LAJUR.CO, KENDARI – Hingga bulan Oktober 2024, penyaluran dana desa di Provinsi Sulawesi Tenggara (Sultra) telah mencapai 96% dari total alokasi anggaran sebesar Rp1,522 triliun.
Kepala Dinas Pemberdayaan Masyarakat dan Desa (DPMD) Provinsi Sultra, I Gede Panca, optimis penyerapan anggaran akan mendekati 100% pada akhir tahun ini.
“Kami telah mencapai daya serap 96% atau sekitar Rp1.464 triliun dari total anggaran dana desa tahun ini, dan kami berupaya untuk menyelesaikan sisanya dalam dua bulan ke depan,” ucap I Gede Panca, Jumat (25/10/2024).
Sebanyak 1.908 desa definitif di Bumi Anoa menjadi penerima dana desa tahun 2024, dengan prioritas pengalokasian dana yang diarahkan untuk Bantuan Langsung Tunai (BLT), ketahanan pangan, dan pencegahan stunting.
Dari total anggaran tersebut, sekitar Rp184,7 miliar dialokasikan untuk BLT, Rp387 miliar untuk ketahanan pangan, dan Rp188,7 miliar untuk program pencegahan stunting. Total keseluruhan anggaran ini mencapai sekitar Rp700 miliar, yang merupakan lebih dari 50% dana desa.
Dana desa tahun 2024 disalurkan dalam tiga tahap pencairan. Khusus yang berstatus desa mandiri memiliki opsi pencairan dua kali. Sementara desa persiapan belum diikutsertakan.
“Hanya desa definitif yang memiliki regulasi jelas yang dapat menerima dana desa. Desa mandiri dalam aturannya hanya bisa cair dua kali, sementara desa persiapan yang belum masuk desa definitif belum bisa dikasihkan dana desa,” ungkap I Gede Panca.
Lebih jauh, mantan Kepala Dinas Pariwisata Sultra itu merinci, Kabupaten Konawe Utara menjadi wilayah dengan daya serap tertinggi, yakni 100% dari total alokasi Rp119,7 miliar. Sementara Kabupaten Bombana masih berada di level terendah dengan 91% dari alokasi anggaran.
“Kabupaten Konawe Utara sudah merealisasikan anggaran 100%, sementara Bombana baru mencapai 91%, tapi masih sesuai dengan rencana penyerapan nanti di awal Desember baru 100%,” tutur I Gede Panca.
Meski realisasi dana desa berjalan baik, tantangan masih menghadang terutama dalam penyediaan akses internet dan infrastruktur di beberapa desa.

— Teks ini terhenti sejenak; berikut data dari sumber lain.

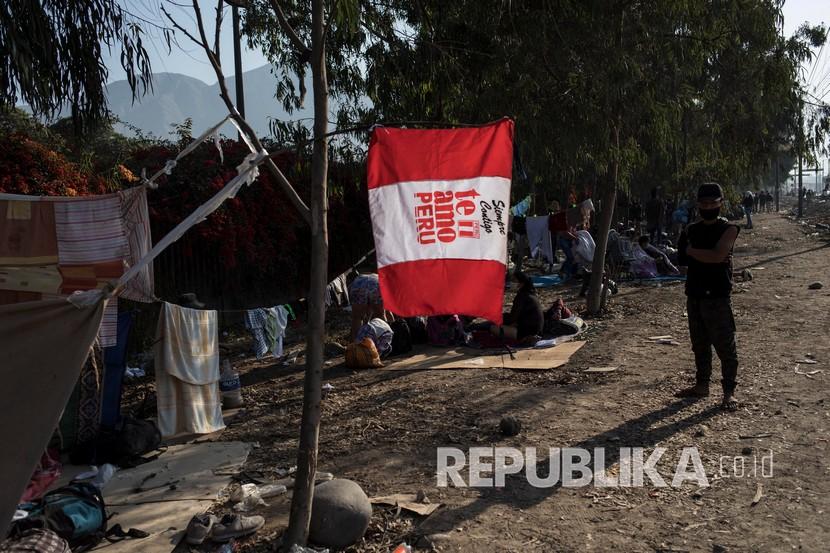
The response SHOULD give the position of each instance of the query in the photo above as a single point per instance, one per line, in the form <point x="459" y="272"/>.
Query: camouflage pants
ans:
<point x="711" y="323"/>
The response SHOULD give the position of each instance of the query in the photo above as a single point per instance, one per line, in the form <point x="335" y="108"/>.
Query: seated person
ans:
<point x="526" y="317"/>
<point x="366" y="301"/>
<point x="664" y="264"/>
<point x="380" y="333"/>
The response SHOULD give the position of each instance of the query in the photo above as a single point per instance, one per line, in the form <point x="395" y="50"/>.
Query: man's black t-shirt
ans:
<point x="705" y="280"/>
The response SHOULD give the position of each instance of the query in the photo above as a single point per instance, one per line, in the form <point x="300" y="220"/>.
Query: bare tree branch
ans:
<point x="295" y="199"/>
<point x="219" y="14"/>
<point x="180" y="28"/>
<point x="302" y="48"/>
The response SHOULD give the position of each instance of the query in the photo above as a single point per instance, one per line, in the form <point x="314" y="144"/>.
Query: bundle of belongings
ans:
<point x="72" y="518"/>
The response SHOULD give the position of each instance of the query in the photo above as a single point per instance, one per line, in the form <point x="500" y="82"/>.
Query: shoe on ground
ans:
<point x="235" y="526"/>
<point x="199" y="528"/>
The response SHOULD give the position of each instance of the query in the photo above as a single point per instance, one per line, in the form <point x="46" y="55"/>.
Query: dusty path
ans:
<point x="382" y="429"/>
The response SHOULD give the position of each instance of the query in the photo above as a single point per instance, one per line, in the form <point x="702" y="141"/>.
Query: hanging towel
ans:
<point x="538" y="236"/>
<point x="267" y="326"/>
<point x="187" y="371"/>
<point x="337" y="292"/>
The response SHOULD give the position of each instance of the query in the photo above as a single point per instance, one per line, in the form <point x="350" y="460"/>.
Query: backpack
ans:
<point x="402" y="339"/>
<point x="76" y="513"/>
<point x="363" y="355"/>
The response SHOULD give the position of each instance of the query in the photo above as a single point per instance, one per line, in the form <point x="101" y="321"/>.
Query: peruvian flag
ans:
<point x="439" y="201"/>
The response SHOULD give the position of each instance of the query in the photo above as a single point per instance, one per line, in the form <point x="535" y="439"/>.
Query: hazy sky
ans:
<point x="190" y="60"/>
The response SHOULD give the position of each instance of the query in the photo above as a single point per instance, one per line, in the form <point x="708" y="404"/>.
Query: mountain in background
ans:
<point x="176" y="97"/>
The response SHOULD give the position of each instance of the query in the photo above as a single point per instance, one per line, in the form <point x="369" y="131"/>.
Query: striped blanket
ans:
<point x="53" y="246"/>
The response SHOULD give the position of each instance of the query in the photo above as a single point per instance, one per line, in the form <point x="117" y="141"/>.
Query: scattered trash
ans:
<point x="664" y="340"/>
<point x="282" y="473"/>
<point x="134" y="372"/>
<point x="758" y="494"/>
<point x="600" y="369"/>
<point x="510" y="426"/>
<point x="247" y="497"/>
<point x="751" y="436"/>
<point x="98" y="476"/>
<point x="300" y="549"/>
<point x="808" y="374"/>
<point x="409" y="502"/>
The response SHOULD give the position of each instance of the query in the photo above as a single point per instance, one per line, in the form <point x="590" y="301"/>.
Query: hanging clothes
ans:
<point x="53" y="246"/>
<point x="538" y="235"/>
<point x="267" y="326"/>
<point x="187" y="371"/>
<point x="337" y="292"/>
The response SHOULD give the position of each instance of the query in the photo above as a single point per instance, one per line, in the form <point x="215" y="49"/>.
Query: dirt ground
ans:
<point x="382" y="429"/>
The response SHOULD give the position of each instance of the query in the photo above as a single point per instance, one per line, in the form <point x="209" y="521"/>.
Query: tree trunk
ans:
<point x="609" y="200"/>
<point x="297" y="532"/>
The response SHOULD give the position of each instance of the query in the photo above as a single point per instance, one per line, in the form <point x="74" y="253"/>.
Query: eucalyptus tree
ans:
<point x="52" y="55"/>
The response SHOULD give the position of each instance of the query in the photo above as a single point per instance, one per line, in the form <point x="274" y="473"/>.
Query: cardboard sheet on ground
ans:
<point x="408" y="501"/>
<point x="432" y="358"/>
<point x="198" y="471"/>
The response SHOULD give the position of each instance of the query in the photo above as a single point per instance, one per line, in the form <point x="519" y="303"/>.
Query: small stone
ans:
<point x="340" y="513"/>
<point x="510" y="426"/>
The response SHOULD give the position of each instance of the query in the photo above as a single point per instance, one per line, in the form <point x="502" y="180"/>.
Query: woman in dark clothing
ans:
<point x="526" y="317"/>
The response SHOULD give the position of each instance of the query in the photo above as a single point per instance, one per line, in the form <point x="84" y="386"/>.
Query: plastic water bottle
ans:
<point x="230" y="386"/>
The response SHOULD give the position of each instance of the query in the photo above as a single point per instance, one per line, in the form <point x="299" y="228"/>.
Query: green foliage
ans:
<point x="51" y="55"/>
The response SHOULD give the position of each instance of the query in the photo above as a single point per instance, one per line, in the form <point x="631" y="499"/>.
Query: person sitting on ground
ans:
<point x="526" y="318"/>
<point x="664" y="264"/>
<point x="379" y="331"/>
<point x="366" y="301"/>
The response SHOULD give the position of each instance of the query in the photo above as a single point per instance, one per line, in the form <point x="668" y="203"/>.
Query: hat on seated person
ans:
<point x="710" y="191"/>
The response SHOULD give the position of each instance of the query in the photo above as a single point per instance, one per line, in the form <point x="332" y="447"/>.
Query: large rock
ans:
<point x="340" y="513"/>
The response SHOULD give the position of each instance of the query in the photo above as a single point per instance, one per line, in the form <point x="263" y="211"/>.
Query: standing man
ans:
<point x="705" y="248"/>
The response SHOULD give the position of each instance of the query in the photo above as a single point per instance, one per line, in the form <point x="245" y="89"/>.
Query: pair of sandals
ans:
<point x="728" y="404"/>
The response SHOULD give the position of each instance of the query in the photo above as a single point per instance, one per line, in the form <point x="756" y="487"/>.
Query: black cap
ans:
<point x="710" y="191"/>
<point x="190" y="300"/>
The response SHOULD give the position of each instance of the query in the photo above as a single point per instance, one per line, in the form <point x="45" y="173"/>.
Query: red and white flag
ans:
<point x="440" y="201"/>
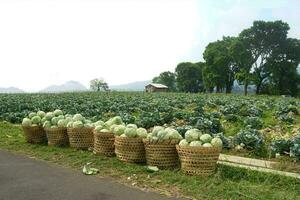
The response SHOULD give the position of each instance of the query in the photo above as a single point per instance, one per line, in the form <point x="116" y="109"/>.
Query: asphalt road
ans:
<point x="23" y="178"/>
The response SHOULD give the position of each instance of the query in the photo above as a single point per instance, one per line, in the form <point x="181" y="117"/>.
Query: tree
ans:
<point x="189" y="77"/>
<point x="261" y="39"/>
<point x="242" y="60"/>
<point x="167" y="78"/>
<point x="219" y="70"/>
<point x="98" y="85"/>
<point x="282" y="67"/>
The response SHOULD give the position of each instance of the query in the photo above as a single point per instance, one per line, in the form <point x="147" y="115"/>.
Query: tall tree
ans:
<point x="167" y="78"/>
<point x="189" y="77"/>
<point x="261" y="39"/>
<point x="242" y="60"/>
<point x="282" y="67"/>
<point x="219" y="69"/>
<point x="98" y="85"/>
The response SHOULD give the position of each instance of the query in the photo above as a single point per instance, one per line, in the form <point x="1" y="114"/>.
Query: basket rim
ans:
<point x="178" y="147"/>
<point x="128" y="138"/>
<point x="56" y="129"/>
<point x="81" y="128"/>
<point x="36" y="126"/>
<point x="103" y="133"/>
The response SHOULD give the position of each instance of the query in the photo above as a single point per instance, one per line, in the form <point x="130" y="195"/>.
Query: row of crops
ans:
<point x="263" y="125"/>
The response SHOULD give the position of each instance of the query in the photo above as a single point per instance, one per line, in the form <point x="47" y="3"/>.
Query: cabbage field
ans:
<point x="263" y="126"/>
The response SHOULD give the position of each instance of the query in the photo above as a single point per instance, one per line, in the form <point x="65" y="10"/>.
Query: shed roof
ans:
<point x="157" y="85"/>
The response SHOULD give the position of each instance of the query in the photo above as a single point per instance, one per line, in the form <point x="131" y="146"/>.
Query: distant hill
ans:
<point x="240" y="88"/>
<point x="133" y="86"/>
<point x="70" y="86"/>
<point x="11" y="90"/>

“Masih banyak desa yang terkendala akses internet, bahkan lebih dari 300 desa masih menghadapi kesulitan dalam akses digital, yang seharusnya dapat mendukung data dan layanan berbasis teknologi. Serta sulitnya akses transportasi juga menjadi penghambat mobilisasi barang dan jasa ke desa-desa terpencil,” tutur I Gede Panca.
I Gede Panca berharap agar pemerintah pusat, provinsi, dan kabupaten dapat bekerja sama untuk mengoptimalkan pembangunan di desa.
“Saya berharap pemerintah pusat hingga daerah dapat bersama-sama mengawal pembangunan desa, memberikan dukungan, serta kewenangan penuh bagi desa dalam mengelola dan mempertanggungjawabkan anggaran,” tutur I Gede Panca.